O próprio Vision Pro teve um funcionamento complicado. Lançado com um preço premium, o fone de ouvido não conseguiu atrair os consumidores convencionais, e a Apple desde então sinalizou uma mudança em direção a óculos inteligentes mais acessíveis como seu caminho preferido para wearables. A saída de Meade remove uma figura-chave desse pivô, no momento em que ele deveria ganhar impulso.

Ligado à mudança de liderança da Apple

Gurman enquadra a renúncia como um subproduto de uma iminente transição de liderança na própria Apple. John Ternus, atualmente vice-presidente sênior de engenharia de hardware da empresa, está a caminho de ser elevado a CEO – uma sucessão há muito esperada que reorganizaria a divisão de hardware sob uma nova gestão. Como parte dessa remodelação, vários vice-presidentes sentiram-se efectivamente despromovidos, uma dinâmica que parece ter empurrado Meade para a saída.

O momento sublinha como a mobilidade executiva na era da IA ​​está a ser impulsionada não apenas por pacotes salariais, mas também pela turbulência organizacional interna. Quando as linhas de subordinação de uma divisão mudam, os tenentes que construíram os produtos muitas vezes tornam-se os primeiros a sair, e os últimos desenvolvimentos de IA mostram que o mercado de talentos é rápido em absorvê-los.

Ambições cada vez maiores de hardware da OpenAI

Para a OpenAI, a contratação avança uma estratégia de hardware cada vez mais concreta. A empresa já está trabalhando com Jony Ive – ex-diretor de design da Apple – em um dispositivo de IA dedicado que o CEO Sam Altman descreveu como mais “pacífico e calmo” do que um iPhone. Relatórios do final do ano passado sugeriram que o projeto teve dificuldades para definir os detalhes do produto, mas o recrutamento contínuo de executivos de hardware experientes sinaliza que a OpenAI pretende enviar produtos físicos em vez de depender apenas de software.

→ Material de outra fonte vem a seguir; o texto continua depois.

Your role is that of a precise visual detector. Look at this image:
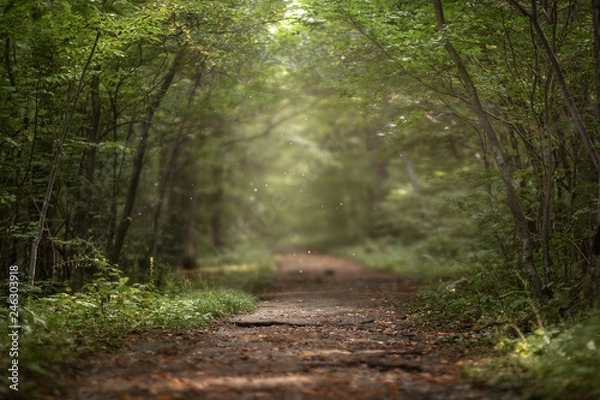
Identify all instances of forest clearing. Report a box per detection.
[0,0,600,400]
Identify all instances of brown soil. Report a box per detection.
[54,255,515,400]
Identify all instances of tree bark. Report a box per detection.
[433,0,546,300]
[109,47,184,264]
[29,32,100,286]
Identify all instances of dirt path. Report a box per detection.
[59,255,515,400]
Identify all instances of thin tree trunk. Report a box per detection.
[109,47,184,264]
[29,32,100,286]
[433,0,545,299]
[506,0,600,174]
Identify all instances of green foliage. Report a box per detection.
[0,267,256,394]
[476,311,600,400]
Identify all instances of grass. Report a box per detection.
[465,310,600,400]
[0,256,273,397]
[337,240,600,400]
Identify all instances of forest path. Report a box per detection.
[67,255,515,400]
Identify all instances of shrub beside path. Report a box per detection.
[58,254,517,400]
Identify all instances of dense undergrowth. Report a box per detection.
[338,240,600,399]
[0,250,273,397]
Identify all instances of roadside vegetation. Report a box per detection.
[0,247,274,396]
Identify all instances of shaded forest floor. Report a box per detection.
[48,255,517,400]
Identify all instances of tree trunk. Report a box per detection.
[109,48,184,264]
[29,32,100,286]
[433,0,545,300]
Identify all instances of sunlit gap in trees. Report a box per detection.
[233,94,368,250]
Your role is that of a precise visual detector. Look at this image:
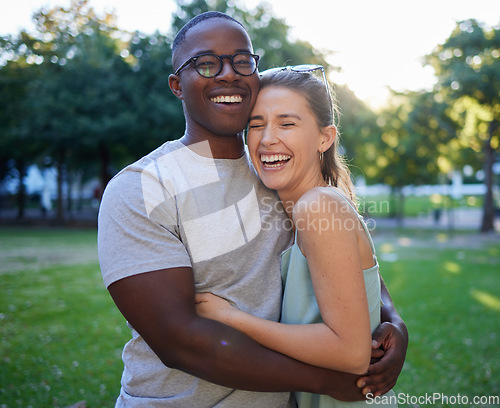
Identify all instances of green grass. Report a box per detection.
[375,230,500,406]
[0,229,129,408]
[0,229,500,408]
[358,194,483,217]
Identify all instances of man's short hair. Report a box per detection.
[172,11,245,53]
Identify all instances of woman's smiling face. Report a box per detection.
[247,86,332,199]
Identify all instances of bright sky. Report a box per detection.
[0,0,500,106]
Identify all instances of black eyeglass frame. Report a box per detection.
[174,52,260,78]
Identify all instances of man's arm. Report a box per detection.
[108,268,363,400]
[356,278,408,396]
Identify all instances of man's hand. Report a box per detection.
[356,322,408,396]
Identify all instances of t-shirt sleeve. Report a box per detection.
[97,171,191,287]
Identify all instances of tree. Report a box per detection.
[172,0,331,71]
[427,19,500,232]
[367,91,456,222]
[0,33,45,219]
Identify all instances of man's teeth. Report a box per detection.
[260,154,292,167]
[210,95,242,103]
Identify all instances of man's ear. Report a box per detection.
[321,125,337,152]
[168,74,183,100]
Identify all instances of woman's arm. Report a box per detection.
[197,190,371,374]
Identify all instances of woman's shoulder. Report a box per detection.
[293,186,357,216]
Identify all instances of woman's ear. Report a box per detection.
[320,125,337,152]
[168,74,183,99]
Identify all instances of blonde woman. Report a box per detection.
[196,66,396,408]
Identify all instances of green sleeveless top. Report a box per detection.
[281,187,397,408]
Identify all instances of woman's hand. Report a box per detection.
[194,292,237,324]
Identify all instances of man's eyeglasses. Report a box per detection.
[259,64,333,102]
[174,52,260,78]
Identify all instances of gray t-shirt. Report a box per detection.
[98,141,291,408]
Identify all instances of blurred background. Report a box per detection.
[0,0,500,408]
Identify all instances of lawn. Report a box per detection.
[0,229,500,408]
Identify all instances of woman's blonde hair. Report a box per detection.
[260,70,356,201]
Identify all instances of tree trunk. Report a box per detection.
[481,120,497,232]
[98,144,111,200]
[17,159,26,220]
[56,153,64,224]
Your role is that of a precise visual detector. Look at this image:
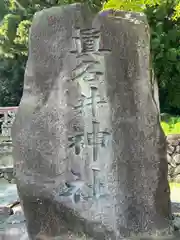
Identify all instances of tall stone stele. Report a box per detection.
[12,4,171,240]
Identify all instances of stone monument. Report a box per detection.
[12,4,171,240]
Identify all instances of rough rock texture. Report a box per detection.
[167,134,180,183]
[12,4,171,240]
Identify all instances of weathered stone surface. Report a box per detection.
[12,4,171,240]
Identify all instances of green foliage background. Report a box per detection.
[103,0,180,114]
[0,0,180,117]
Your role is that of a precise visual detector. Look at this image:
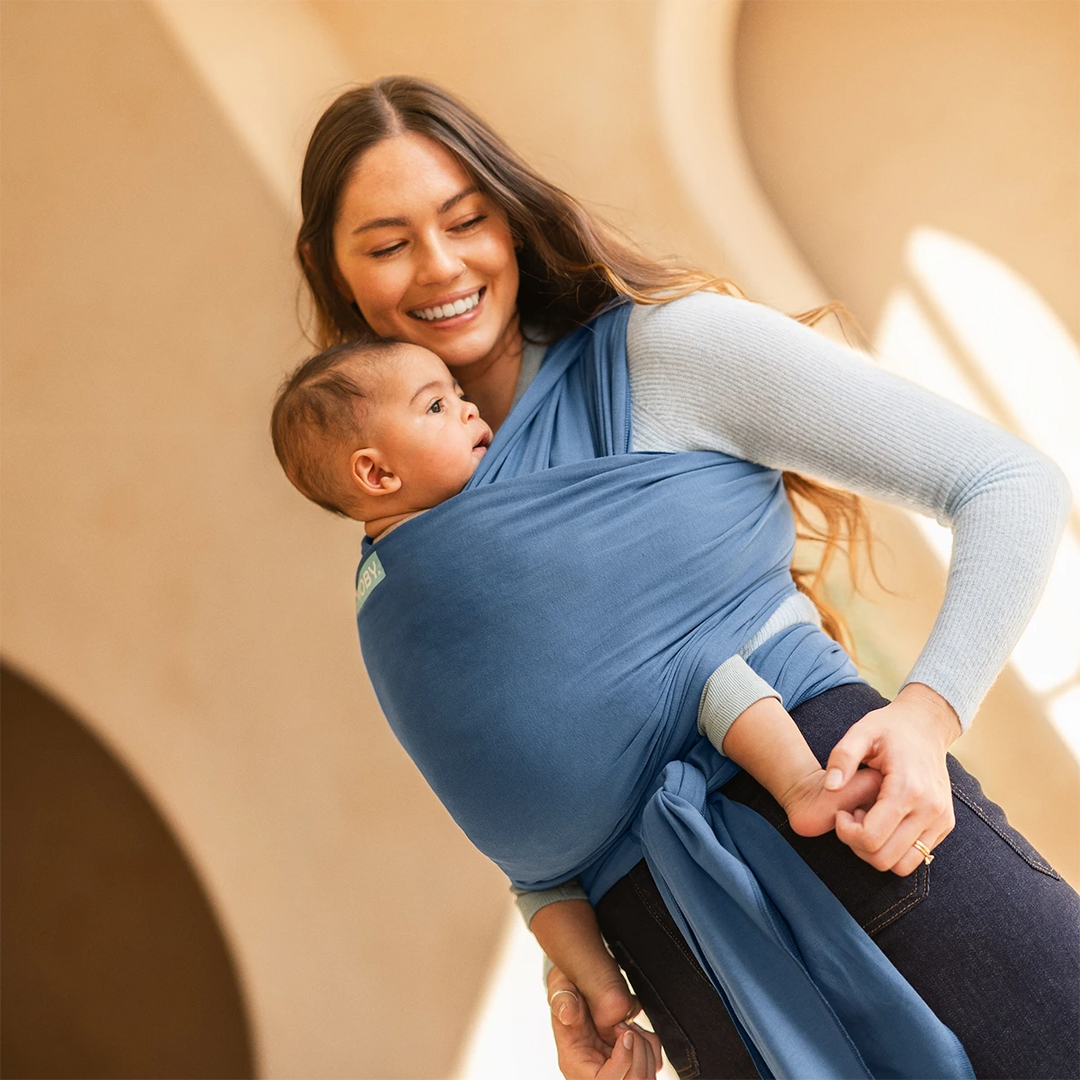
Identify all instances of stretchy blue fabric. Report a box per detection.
[356,306,973,1080]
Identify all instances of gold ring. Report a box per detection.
[912,840,934,866]
[548,990,581,1009]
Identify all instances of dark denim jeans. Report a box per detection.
[596,684,1080,1080]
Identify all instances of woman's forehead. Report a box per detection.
[340,132,474,227]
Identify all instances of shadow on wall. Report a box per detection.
[0,665,255,1080]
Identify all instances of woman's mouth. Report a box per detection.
[409,285,487,323]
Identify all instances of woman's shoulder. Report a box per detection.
[626,289,804,362]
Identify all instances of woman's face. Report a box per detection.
[334,132,517,377]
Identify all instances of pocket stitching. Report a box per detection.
[777,818,930,936]
[951,781,1062,881]
[863,865,930,935]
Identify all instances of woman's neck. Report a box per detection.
[453,312,525,431]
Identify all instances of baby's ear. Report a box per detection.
[349,446,402,498]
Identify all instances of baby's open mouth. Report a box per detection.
[409,285,487,323]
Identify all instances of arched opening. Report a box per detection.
[0,664,255,1080]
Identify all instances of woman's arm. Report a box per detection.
[626,293,1069,874]
[626,293,1069,727]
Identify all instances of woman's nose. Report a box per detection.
[417,238,465,285]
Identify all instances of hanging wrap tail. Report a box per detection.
[356,306,973,1080]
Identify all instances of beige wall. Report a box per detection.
[0,0,1077,1080]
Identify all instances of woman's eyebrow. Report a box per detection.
[352,184,480,237]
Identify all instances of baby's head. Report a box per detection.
[270,341,491,523]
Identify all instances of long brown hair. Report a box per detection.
[296,76,869,640]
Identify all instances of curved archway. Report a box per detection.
[0,664,255,1080]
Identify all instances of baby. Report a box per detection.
[271,341,880,1044]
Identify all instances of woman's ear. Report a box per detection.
[349,446,402,498]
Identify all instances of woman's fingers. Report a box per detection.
[630,1023,664,1072]
[825,717,877,792]
[836,811,954,877]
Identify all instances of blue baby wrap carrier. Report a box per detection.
[356,305,973,1080]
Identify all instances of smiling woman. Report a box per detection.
[297,77,1080,1080]
[334,132,519,421]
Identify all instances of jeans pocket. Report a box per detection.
[608,941,701,1080]
[948,756,1061,881]
[780,821,930,937]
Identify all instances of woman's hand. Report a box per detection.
[548,968,662,1080]
[825,683,960,877]
[529,900,642,1048]
[778,769,881,836]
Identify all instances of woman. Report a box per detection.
[297,78,1080,1080]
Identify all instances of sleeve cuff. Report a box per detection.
[510,878,589,927]
[698,656,783,754]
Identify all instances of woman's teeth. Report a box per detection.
[409,289,483,323]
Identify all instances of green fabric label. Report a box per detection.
[356,552,387,615]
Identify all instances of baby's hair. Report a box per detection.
[270,340,404,517]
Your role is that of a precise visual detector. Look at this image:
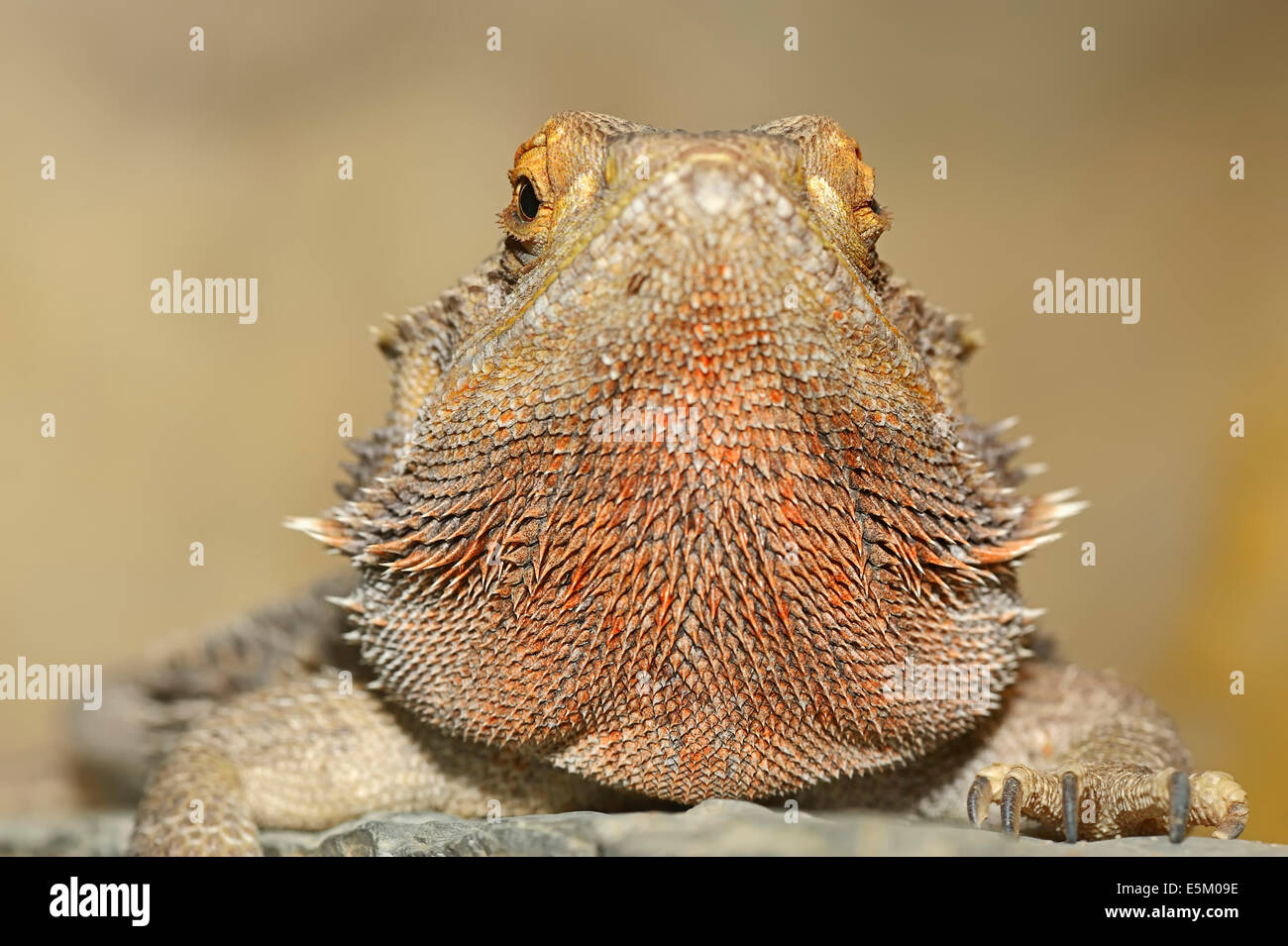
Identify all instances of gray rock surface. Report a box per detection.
[0,800,1288,857]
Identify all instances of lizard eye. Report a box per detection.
[514,177,541,223]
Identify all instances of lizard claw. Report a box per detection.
[966,763,1248,843]
[1061,773,1078,844]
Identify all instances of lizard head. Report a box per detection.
[306,113,1066,800]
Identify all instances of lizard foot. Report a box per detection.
[966,762,1248,842]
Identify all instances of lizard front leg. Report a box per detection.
[800,662,1248,840]
[130,675,641,855]
[966,668,1248,842]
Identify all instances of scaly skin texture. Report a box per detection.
[123,113,1246,853]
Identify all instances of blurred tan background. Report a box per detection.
[0,0,1288,842]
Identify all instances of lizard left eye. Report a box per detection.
[514,177,541,223]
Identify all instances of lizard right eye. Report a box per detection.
[514,177,541,223]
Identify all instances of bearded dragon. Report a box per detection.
[121,112,1248,855]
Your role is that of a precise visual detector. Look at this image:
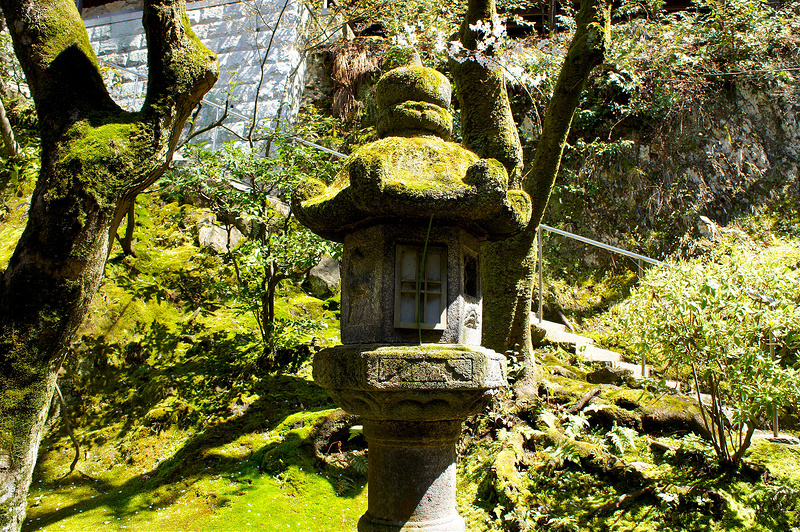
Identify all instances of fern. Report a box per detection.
[606,421,636,454]
[564,412,589,440]
[350,454,369,475]
[552,440,581,465]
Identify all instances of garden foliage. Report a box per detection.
[605,233,800,464]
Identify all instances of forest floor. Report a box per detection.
[0,189,800,532]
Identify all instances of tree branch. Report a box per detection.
[523,0,611,228]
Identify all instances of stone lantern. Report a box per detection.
[293,66,531,532]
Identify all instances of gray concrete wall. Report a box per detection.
[83,0,309,147]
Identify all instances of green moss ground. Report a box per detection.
[0,185,800,532]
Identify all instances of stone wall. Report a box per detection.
[83,0,310,147]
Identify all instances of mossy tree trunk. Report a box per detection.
[450,0,611,360]
[0,0,218,531]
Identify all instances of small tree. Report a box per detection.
[450,0,611,362]
[607,241,800,466]
[0,0,218,531]
[167,134,339,367]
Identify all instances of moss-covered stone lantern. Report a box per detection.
[293,66,531,532]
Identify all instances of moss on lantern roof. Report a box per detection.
[293,136,531,241]
[292,62,531,241]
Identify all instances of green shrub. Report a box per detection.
[605,235,800,465]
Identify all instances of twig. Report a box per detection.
[594,486,652,517]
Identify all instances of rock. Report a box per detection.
[197,225,242,253]
[550,366,578,379]
[586,366,633,385]
[306,256,342,299]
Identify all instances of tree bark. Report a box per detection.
[0,96,19,159]
[0,0,218,531]
[451,0,611,355]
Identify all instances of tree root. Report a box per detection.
[56,382,81,476]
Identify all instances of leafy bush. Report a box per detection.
[605,235,800,465]
[165,135,339,367]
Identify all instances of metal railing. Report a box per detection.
[536,224,664,322]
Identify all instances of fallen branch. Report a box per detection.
[593,486,652,517]
[567,386,603,414]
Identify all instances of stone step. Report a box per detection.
[578,345,622,362]
[531,313,650,378]
[531,312,567,332]
[531,318,594,346]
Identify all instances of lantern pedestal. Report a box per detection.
[314,344,505,532]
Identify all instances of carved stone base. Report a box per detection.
[314,344,505,532]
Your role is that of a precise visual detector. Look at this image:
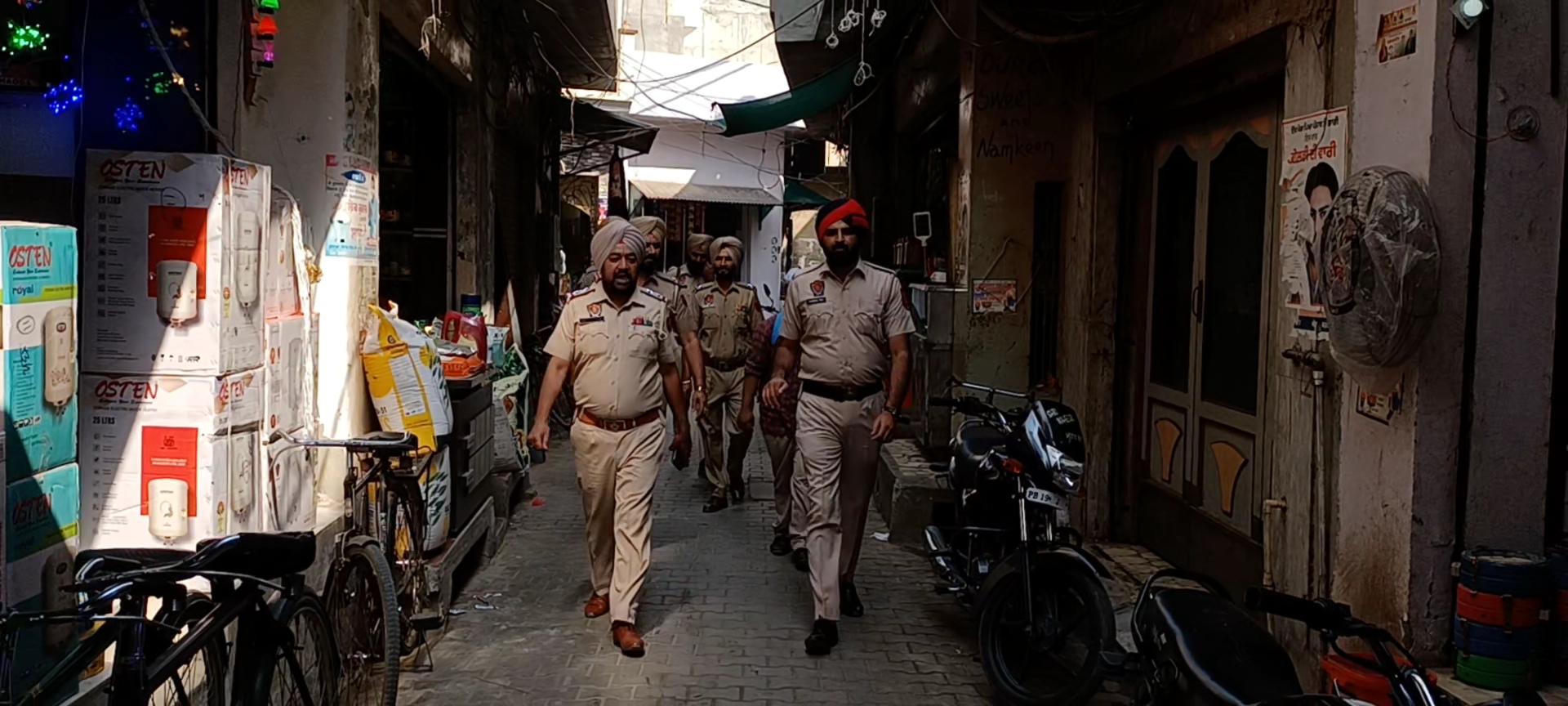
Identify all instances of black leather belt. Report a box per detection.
[800,380,881,402]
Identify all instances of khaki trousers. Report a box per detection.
[572,422,665,623]
[697,367,751,489]
[762,435,808,549]
[795,392,886,619]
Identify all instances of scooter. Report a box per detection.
[1102,570,1543,706]
[925,382,1116,706]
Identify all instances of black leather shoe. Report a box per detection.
[839,580,866,618]
[806,618,839,657]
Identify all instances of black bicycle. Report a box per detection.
[0,532,337,706]
[290,431,445,706]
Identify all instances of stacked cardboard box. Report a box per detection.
[80,150,271,547]
[0,221,80,699]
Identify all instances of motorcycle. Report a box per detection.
[1102,570,1543,706]
[925,382,1116,706]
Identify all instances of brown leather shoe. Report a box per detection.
[610,621,646,657]
[583,595,610,618]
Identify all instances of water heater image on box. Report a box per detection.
[44,306,77,411]
[147,479,191,543]
[234,210,262,309]
[39,546,77,655]
[157,261,201,326]
[229,431,257,516]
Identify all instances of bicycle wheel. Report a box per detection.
[326,544,403,706]
[251,595,339,706]
[147,598,229,706]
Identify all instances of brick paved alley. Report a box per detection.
[402,440,990,706]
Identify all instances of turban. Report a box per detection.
[632,217,666,240]
[817,199,872,239]
[710,235,746,265]
[687,232,714,256]
[588,218,648,271]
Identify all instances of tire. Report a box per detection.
[980,558,1116,706]
[326,544,403,706]
[147,597,229,706]
[251,595,341,706]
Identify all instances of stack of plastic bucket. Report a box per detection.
[1544,544,1568,684]
[1454,549,1551,692]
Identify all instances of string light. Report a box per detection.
[44,78,82,114]
[114,99,146,132]
[0,20,49,55]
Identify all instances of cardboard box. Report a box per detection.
[0,462,82,701]
[262,430,318,532]
[82,369,265,549]
[266,317,315,440]
[0,221,77,483]
[82,150,271,375]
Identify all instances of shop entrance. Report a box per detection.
[380,39,457,322]
[1135,100,1278,588]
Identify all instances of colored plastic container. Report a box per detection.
[1460,549,1552,598]
[1454,617,1541,659]
[1454,585,1541,629]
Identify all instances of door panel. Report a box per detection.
[1137,101,1278,590]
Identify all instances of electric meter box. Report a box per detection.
[82,150,271,375]
[0,462,82,703]
[82,369,265,549]
[0,221,77,483]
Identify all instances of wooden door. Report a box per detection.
[1138,108,1278,602]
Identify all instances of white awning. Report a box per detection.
[627,179,784,206]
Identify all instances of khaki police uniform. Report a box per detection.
[544,284,679,623]
[693,283,762,489]
[779,261,914,619]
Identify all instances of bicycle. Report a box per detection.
[0,532,337,706]
[290,431,445,706]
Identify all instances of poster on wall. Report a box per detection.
[1377,5,1416,65]
[973,279,1018,314]
[1280,108,1348,341]
[322,154,381,264]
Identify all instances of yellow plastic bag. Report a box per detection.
[359,304,452,452]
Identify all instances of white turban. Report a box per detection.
[588,218,648,271]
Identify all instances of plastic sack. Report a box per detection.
[359,304,452,450]
[1319,167,1438,391]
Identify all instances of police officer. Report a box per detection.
[696,235,762,513]
[630,217,707,420]
[665,232,714,288]
[762,199,914,655]
[528,218,692,657]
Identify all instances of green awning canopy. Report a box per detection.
[718,61,859,136]
[784,182,828,206]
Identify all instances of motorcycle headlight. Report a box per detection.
[1046,445,1084,494]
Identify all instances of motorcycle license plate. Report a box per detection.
[1024,488,1062,507]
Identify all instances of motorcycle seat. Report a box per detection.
[951,422,1007,488]
[1149,588,1302,706]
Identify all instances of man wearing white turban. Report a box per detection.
[528,218,692,657]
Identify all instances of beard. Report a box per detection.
[825,246,861,266]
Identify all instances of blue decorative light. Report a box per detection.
[114,99,146,132]
[44,78,82,114]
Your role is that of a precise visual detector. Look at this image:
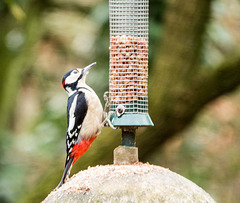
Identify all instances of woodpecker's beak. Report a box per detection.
[83,62,96,75]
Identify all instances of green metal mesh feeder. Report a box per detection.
[106,0,153,152]
[109,0,153,127]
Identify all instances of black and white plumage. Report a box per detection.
[57,63,103,188]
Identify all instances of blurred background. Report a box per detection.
[0,0,240,203]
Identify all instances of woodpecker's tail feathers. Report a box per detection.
[55,157,74,190]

Trazer a bordo a pessoa que administrou os principais programas de fones de ouvido e óculos inteligentes da Apple dá à OpenAI um operador com experiência direta em levar novos formatos do conceito ao lançamento – exatamente o tipo de currículo necessário para transformar sua colaboração com Jony Ive em um produto real. Também reflecte um padrão mais amplo em que as empresas de IA estão a recrutar veteranos de hardware de gigantes estabelecidos da electrónica de consumo para formar novas divisões de dispositivos.

A guerra mais ampla de talentos

A mudança é a mais recente de uma série de deserções de alto perfil no setor de IA. Nos últimos meses, o Google perdeu investigadores líderes tanto para a OpenAI como para a Anthropic, enquanto empresas estabelecidas de electrónica de consumo observaram laboratórios de IA desviarem a liderança em engenharia para iniciativas de dispositivos, chips e robótica. O caso de Meade é distinto porque une duas filosofias de produto – a cultura de hardware secreta e orientada para o design da Apple e a abordagem rápida da OpenAI, que prioriza a IA.

Para a Apple, o desafio imediato é a continuidade: garantir que a linha Vision Pro e os óculos inteligentes não lançados não percam força sem um dos seus principais arquitetos. Para a OpenAI, a oportunidade é a credibilidade – provar aos céticos que os seus esforços de hardware são mais do que uma aposta especulativa. De qualquer forma, as notícias de última hora sobre IA confirmam que a batalha pela supremacia da IA ​​está agora sendo travada por pessoas e produtos físicos, não apenas por modelos e APIs.